Whilst playing about with the ports collection (in preparation to port wxmotif and opencde) I have come up with a small requirement that I do not know if the system supports.

If I type "make" to begin building a port, is there a way for me to specify an environmental variable to a folder containing packages (probably a mount point to the DVD) so that it can install the dependencies as packages rather than building everything?

Because it does seem a pain to have to compile GTK+ from source when there is a perfectly good copy on the DVD.

Has anyone done this before?

Best Regards,

Karsten


----------



## graudeejs (Aug 27, 2010)

sysutils/portmaster can do what you want (don't know correct option since I compile everything, but you will find it in manual portmaster(8))

I think portupgrade could also do that, but I'm not sure
There was thread about this recently


----------



## SirDice (Aug 27, 2010)

killasmurf86 said:
			
		

> I think portupgrade could also do that, but I'm not sure


It does, with the -P or -PP option. See portupgrade(1).

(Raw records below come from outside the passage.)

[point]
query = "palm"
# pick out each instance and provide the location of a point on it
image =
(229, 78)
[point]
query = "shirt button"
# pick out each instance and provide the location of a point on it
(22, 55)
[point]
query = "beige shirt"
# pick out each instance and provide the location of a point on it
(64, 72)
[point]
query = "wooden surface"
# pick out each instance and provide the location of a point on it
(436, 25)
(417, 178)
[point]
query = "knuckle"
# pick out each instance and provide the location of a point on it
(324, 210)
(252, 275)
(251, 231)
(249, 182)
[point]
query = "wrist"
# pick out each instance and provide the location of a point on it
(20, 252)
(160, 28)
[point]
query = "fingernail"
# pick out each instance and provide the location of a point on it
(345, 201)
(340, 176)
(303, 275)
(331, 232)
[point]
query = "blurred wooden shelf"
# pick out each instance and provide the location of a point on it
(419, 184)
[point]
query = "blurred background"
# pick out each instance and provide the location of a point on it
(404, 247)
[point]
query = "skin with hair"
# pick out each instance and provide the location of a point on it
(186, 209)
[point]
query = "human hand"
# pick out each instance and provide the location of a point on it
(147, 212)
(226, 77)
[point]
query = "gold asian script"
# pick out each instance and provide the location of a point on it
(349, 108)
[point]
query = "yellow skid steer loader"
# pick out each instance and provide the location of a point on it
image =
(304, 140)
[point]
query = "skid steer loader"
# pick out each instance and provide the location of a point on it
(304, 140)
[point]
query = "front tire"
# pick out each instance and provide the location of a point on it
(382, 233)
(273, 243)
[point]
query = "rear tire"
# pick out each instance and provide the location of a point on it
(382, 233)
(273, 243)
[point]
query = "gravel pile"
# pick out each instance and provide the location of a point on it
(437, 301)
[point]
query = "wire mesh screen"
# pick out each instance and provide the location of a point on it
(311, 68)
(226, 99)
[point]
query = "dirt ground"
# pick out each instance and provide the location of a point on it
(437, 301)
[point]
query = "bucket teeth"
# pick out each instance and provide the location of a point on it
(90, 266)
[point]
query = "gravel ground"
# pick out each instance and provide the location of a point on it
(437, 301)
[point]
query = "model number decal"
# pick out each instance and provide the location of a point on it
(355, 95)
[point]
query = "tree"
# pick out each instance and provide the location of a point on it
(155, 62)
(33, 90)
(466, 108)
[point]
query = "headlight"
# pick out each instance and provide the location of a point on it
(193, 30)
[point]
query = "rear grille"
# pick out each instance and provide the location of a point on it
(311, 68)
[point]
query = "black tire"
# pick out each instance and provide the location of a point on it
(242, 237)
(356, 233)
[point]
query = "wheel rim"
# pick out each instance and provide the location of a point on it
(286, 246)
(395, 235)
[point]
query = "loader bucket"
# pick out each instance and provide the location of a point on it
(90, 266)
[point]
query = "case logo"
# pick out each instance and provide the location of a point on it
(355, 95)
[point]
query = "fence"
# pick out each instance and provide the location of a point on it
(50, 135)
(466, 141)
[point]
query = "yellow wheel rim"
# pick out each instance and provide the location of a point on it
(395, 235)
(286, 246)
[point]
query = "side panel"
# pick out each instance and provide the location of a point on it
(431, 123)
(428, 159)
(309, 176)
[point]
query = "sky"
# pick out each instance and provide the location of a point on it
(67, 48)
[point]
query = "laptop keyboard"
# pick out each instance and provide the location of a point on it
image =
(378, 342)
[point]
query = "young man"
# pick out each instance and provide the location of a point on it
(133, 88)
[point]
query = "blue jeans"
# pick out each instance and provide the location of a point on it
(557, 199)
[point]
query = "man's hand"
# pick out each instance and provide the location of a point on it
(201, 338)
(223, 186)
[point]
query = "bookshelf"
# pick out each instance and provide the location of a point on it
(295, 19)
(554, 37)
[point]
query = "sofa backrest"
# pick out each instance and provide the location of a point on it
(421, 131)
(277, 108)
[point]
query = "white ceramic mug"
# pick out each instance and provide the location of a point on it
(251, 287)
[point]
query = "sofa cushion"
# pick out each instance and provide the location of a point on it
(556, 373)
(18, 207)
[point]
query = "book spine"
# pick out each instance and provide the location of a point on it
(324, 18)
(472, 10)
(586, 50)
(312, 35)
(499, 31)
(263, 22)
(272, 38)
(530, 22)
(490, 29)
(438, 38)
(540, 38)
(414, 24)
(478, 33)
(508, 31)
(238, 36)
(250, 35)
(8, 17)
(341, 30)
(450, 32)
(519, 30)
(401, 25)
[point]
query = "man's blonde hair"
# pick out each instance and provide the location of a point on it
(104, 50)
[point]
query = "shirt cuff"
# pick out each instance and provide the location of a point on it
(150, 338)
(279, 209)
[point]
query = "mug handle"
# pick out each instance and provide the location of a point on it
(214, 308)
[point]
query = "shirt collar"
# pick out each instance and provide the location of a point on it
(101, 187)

Another option is to just pkg_add them before starting make in a port. A port will only build and install it's dependencies if they're not installed.


----------



## phoenix (Aug 27, 2010)

Install the package if it exists, otherwise build the port:
`# portmaster --packages portcategory/portname`

Install the package; if it doesn't exist, stop with an error:
`# portmaster --packages-only portcategory/portname`

Install the package if it's a newer version than what's installed even if it's not the latest version, otherwise build the port:
`# portmaster --packages-if-newer portcategory/portname`

And, the one you are looking for; use packages for build dependencies, install all other dependencies as ports:
`# portmaster --packages-build portcategory/portname`

Portmaster is a wonderful tool.


----------